Christian Mattar wrote:

>Hi!
>
>psmith wrote:
>
>>Christian Mattar wrote:
>>
>>>Hi!
>>>
>>>psmith wrote:
>>>
>>>(psmith's ranbling snipped)
>>>
>>>I just checked, Mozilla's and Communicator cookie-files look exactly the
>>>same, the< use the same spec from
>>><http://www.netscape.com/newsref/std/cookie_spec.html>. I suggest you
>>>inform yourself properly next time before throwing around any invalid
>>>claims. Oh, and BTW: Cookies were *invented* by Netscape. It never was
>>>an open standardizing process, so Mozilla's cookie handling (or IE's for
>>>that matter, which AFAIK uses the same format) is no more or less
>>>proprietary thans Communicator's.
>>>
>>>Christian
>>>
>>    Yes, the cookie files look the same.  The problem is how the cookie
>>is handled in real-time as it is passed through the browser.  Maybe all
>>the programmers on this group who don't think this is an issue of any
>>concern to Mozilla programmers need to vote to get rid of all that fancy
>>cookie handling stuff written into Mozilla before you all attempt to
>>make it even more elaborate than you did.
>>
>
>I've downloaded Cookie Pal to see how it works.

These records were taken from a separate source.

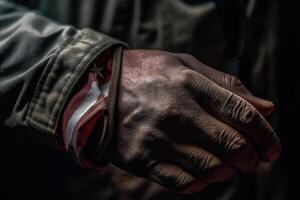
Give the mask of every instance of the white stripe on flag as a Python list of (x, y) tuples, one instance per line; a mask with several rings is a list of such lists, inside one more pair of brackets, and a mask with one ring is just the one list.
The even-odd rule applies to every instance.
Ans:
[(101, 90), (98, 87), (98, 83), (96, 81), (93, 81), (92, 87), (89, 90), (87, 96), (84, 98), (84, 100), (79, 105), (79, 107), (75, 110), (75, 112), (73, 113), (73, 115), (71, 116), (67, 124), (67, 128), (66, 128), (67, 149), (72, 141), (73, 132), (77, 123), (79, 122), (81, 117), (97, 102), (97, 99), (100, 94), (101, 94)]
[(107, 82), (107, 83), (105, 83), (105, 84), (103, 84), (103, 85), (100, 86), (100, 87), (101, 87), (102, 94), (103, 94), (104, 97), (107, 97), (107, 96), (108, 96), (109, 85), (110, 85), (109, 83), (110, 83), (110, 82)]

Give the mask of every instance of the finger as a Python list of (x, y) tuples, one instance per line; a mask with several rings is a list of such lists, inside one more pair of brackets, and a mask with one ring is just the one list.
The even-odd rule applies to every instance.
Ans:
[(271, 101), (252, 95), (251, 92), (249, 92), (249, 90), (247, 90), (242, 82), (235, 76), (208, 67), (189, 54), (176, 55), (185, 66), (204, 75), (219, 86), (239, 95), (252, 104), (263, 116), (268, 116), (274, 111), (274, 104)]
[[(196, 102), (187, 104), (188, 107), (176, 107), (178, 111), (172, 113), (173, 121), (179, 119), (176, 129), (166, 126), (164, 132), (175, 132), (178, 143), (203, 147), (239, 170), (248, 172), (257, 166), (259, 156), (241, 133), (208, 114)], [(178, 136), (184, 139), (178, 140)]]
[(205, 149), (192, 145), (174, 145), (169, 159), (198, 180), (220, 182), (231, 178), (233, 169)]
[(184, 70), (183, 76), (183, 84), (190, 94), (209, 113), (247, 137), (263, 160), (278, 159), (281, 152), (280, 140), (251, 104), (192, 70)]
[(169, 162), (154, 164), (149, 178), (168, 189), (183, 194), (196, 193), (208, 186), (207, 182), (196, 180), (184, 169)]

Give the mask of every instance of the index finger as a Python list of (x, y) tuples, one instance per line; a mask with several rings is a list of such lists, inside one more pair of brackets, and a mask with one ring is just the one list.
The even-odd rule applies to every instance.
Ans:
[(185, 66), (195, 70), (196, 72), (217, 83), (219, 86), (239, 95), (248, 101), (263, 116), (268, 116), (274, 111), (274, 104), (271, 101), (254, 96), (235, 76), (209, 67), (189, 54), (176, 54), (176, 56)]

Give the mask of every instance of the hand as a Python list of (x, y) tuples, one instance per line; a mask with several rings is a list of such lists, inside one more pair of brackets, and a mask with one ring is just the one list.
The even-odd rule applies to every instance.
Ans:
[(125, 50), (110, 161), (194, 193), (279, 157), (279, 138), (262, 116), (273, 107), (190, 55)]

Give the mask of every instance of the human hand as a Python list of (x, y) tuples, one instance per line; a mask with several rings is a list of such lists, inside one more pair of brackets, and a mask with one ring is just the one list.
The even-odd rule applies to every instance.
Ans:
[(134, 175), (194, 193), (279, 157), (280, 140), (262, 116), (273, 108), (190, 55), (125, 50), (109, 158)]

It basically awaits the
>Windows message box
>which pops up when a cookie is received, intercepts it, and
>automatically sends either 'Accept Cookie' or 'Reject Cookie'. This
>won't work with XUL, since I don't think external apps can easily detect
>XUL-popups, since they are rendered by Mozilla itself, not the Windows
>GUI subsystem. This in indeed a problem, although it doesn't have
>anything directly to do with Mozilla's cookie processing, but the way
>the GUI is drawn. I don't think that there's an easy solution to this
>problem, since XUL isn't going to go away anytime soon. I guess in an
>embedded version of Mozilla like Kmeleon(although I don't know whether
>it has *any* cookie handling capatbilites, i.e. opens a message box when
>a cookie arrives), Cookie Pal could easily be adapted to work with it.
>
>Christian
>
    Your downloading and checking out Cookie Pal was most appreciated. 
 Thanks for helping to explain what you see as the problem that Mozilla 
has in receiving information about cookies from Windows messages.  I 
guess at this point the main hope for my request is that enough Mozilla 
writers have seen that the cookie management as it stands will probably 
not satisfy enough of the people who are the type to have some 
significant concern about exactly how and to what extent cookies are 
used with various websites, and will probably be pointless to have at 
all for most other people.  My suggestion is that Cookie Pal should be 
the model for what Mozilla should do, or maybe someone can figure a 
workaround to have Windows notice the cookies that Mozilla receives so 
that Cookie Pal can then work directly with the cookie file.